Paye Ryru: una obra ecológica

Nelson Arce y Chacho López Grenno se unieron e invitaron a Néstor Pereira a completar el equipo. Juntos tomaron el nombre de Paye Ryru y fueron armando su “caja mágica” más o menos en abril del 2015.

“Los tres fuimos dándole historia activa al teatro de objetos”, relató Chacho López Grenno. Esta modalidad escénica utiliza para la representación todo tipo de objetos, y los integrantes de Paye Ryru decidieron ser coherentes con sus inquietudes ecológicas y crear todo a partir de elementos reciclados.

“Los objetos pueden ser presentados en la forma en que se encuentren, modificados, o construidos según el personaje que van a encarnar”, explicó Chacho, quien aclaró también que el teatro de objetos no es un teatro de títeres convencional.

El Gran Viaje -que tiene dos partes- se inicia con gotas de agua, que se condensan en las nubes, luego se desplazan sobre la ciudad, el campo, la selva y el monte, donde se produce un incendio que se apaga con la lluvia que cae (efecto real). Luego se forman los ríos que, a su vez, desembocan nuevamente en el mar.  “Tomé como referencia unas historietas sobre el agua y de ahí en más fue poder contar la historia del ciclo del agua con objetos, música o sonidos, sin texto sólo con eso. Después vino mucha imaginación”, aseguró Nelson Arce al hablar sobre cómo dieron forman a ese cuento que al grupo le tomó unos seis meses tener todo a punto.

“Era todo nuevo para nosotros, ya que buscábamos (y aún lo hacemos, felizmente) una suerte de fusión entre música en vivo y manipulación de objetos. Que no tenga palabras, o que las palabras sean las de cada espectador -en su interior y en su silencio- como cuando leemos un libro, para que podamos representarla dentro del alma de cualquier país o etnia, en el idioma universal del audio y de lo visual: El color, el sonido, la iluminación, la coreografía, y efectos de humo y lloviendo de verdad… todo en simultáneo con la manipulación, la música en vivo y la acción”, describió López Grenno.

La extracción de petróleo desde las plataformas marinas, la tala indiscriminada de bosques, la fumigación de los campos sembrados, la contaminación de ríos y arroyos en los centros fabriles y la basura acumulada en las ciudades y centros de población… Todo eso se ve en la “caja mágica” que tiene todo un equipo técnico detrás.

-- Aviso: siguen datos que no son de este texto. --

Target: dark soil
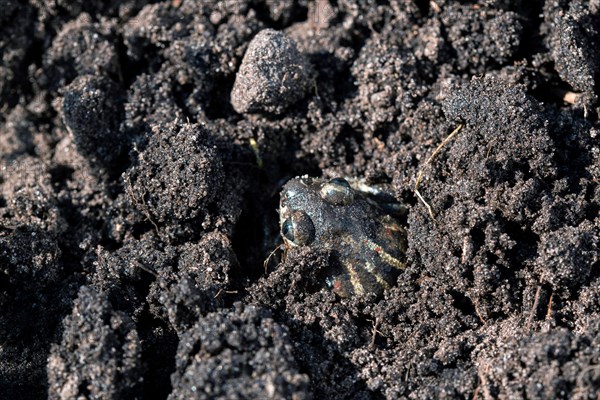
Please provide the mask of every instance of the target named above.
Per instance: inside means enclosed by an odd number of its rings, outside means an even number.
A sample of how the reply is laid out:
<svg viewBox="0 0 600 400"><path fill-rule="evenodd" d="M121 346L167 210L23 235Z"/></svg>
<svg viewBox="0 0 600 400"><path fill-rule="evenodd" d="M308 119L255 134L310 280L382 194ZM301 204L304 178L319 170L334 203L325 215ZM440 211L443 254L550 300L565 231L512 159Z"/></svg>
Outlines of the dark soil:
<svg viewBox="0 0 600 400"><path fill-rule="evenodd" d="M598 1L145 3L0 0L0 397L600 396ZM408 206L382 297L264 269L301 174Z"/></svg>

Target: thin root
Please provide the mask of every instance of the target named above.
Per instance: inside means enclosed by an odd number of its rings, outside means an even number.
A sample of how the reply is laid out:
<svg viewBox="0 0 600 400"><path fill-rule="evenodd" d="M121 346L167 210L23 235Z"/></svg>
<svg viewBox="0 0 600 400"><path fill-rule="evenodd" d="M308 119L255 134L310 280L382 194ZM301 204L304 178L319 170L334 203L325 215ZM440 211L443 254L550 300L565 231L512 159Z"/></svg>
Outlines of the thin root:
<svg viewBox="0 0 600 400"><path fill-rule="evenodd" d="M423 166L421 167L421 170L419 171L419 173L417 174L417 180L415 181L415 195L417 196L417 198L421 201L421 203L423 203L423 205L425 205L425 208L427 208L427 212L429 213L429 216L431 217L431 219L433 221L435 221L435 216L433 215L433 210L431 209L431 206L429 205L429 203L427 203L427 201L425 201L425 199L423 198L423 196L421 195L421 193L419 192L419 184L421 183L421 180L423 179L423 171L425 170L425 167L429 164L431 164L431 161L433 160L433 158L437 155L437 153L439 153L439 151L448 144L448 142L450 142L450 140L452 140L452 138L454 136L456 136L456 134L462 129L463 125L460 124L456 127L456 129L454 129L452 131L451 134L449 134L446 139L444 139L444 141L442 143L439 144L439 146L434 150L434 152L431 154L431 156L429 156L429 158L427 159L427 161L425 161L425 164L423 164Z"/></svg>
<svg viewBox="0 0 600 400"><path fill-rule="evenodd" d="M285 250L285 246L283 244L280 244L279 246L275 247L275 249L269 254L269 256L267 257L267 259L263 262L263 267L265 268L265 274L267 273L267 268L269 268L269 261L271 261L271 257L273 257L273 255L275 254L275 252L277 252L277 250Z"/></svg>

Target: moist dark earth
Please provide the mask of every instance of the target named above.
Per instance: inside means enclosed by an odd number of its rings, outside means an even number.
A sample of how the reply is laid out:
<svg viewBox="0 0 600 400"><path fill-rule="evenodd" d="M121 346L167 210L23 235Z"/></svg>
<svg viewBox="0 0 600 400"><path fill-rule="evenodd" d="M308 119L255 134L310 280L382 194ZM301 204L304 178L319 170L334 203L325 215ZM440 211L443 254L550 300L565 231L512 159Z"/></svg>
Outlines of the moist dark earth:
<svg viewBox="0 0 600 400"><path fill-rule="evenodd" d="M600 396L599 1L0 0L0 32L2 398ZM383 295L265 267L304 174L408 208Z"/></svg>

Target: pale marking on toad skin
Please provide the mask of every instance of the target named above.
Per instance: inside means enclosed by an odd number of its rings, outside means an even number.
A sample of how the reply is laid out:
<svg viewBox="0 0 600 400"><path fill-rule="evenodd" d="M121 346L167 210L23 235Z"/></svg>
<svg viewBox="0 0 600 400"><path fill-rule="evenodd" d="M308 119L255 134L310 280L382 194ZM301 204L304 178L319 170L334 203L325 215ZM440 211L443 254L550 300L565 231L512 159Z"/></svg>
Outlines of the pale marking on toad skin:
<svg viewBox="0 0 600 400"><path fill-rule="evenodd" d="M392 267L394 267L396 269L405 269L406 268L406 264L404 264L402 261L398 260L397 258L392 256L390 253L385 251L383 249L383 247L381 247L377 243L373 242L370 239L365 239L365 243L367 243L367 246L369 247L369 249L371 249L375 253L377 253L383 261L385 261Z"/></svg>

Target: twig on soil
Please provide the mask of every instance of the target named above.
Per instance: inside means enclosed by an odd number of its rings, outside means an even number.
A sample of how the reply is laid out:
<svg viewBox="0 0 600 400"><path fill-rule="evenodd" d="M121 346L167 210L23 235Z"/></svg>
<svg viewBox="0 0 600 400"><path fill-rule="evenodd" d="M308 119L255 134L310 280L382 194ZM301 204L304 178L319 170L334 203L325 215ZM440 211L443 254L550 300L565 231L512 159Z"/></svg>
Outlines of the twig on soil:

Esa “historia que nunca termina” cuenta con la idea, guión, montaje y dirección de Paye Ryru. La percusión en vivo es creada y ejecutada por Nelson Arce. De la construcción de los títeres se encarga Chacho, quien también los manipula con ayuda de Néstor. La escenografía fue armada y pintada por Irene Altemburger y Néstor Pereira; mientras que las confecciones fueron realizadas por Anna Melchiorri. Los efectos sonoros, montaje y digitalización de audio son de Joseca Báez y la iluminación fue elaborada por Erik Hansen y su hermano… “El Mago”. El trabajo de carpintería fue realizado por Pablo Medina (Melain) y Erik Hansen; mientras que el apoyo hidráulico es obra de Estela Franceschelli. La herrería corrió por parte de Gustavo Recalde y Pedro Pablo Costa Torres. Además, el proyecto tiene como colaborador a Juan Franco Maida.

“Al finalizar la función, se abre un conversatorio con los participantes sobre de la importancia del agua en la Vida y, al mismo tiempo, se responden a las preguntas que surjan”, resaltó Chacho al tiempo que comentó que ya han estado en varios colegios con una gran acogida por parte de los alumnos.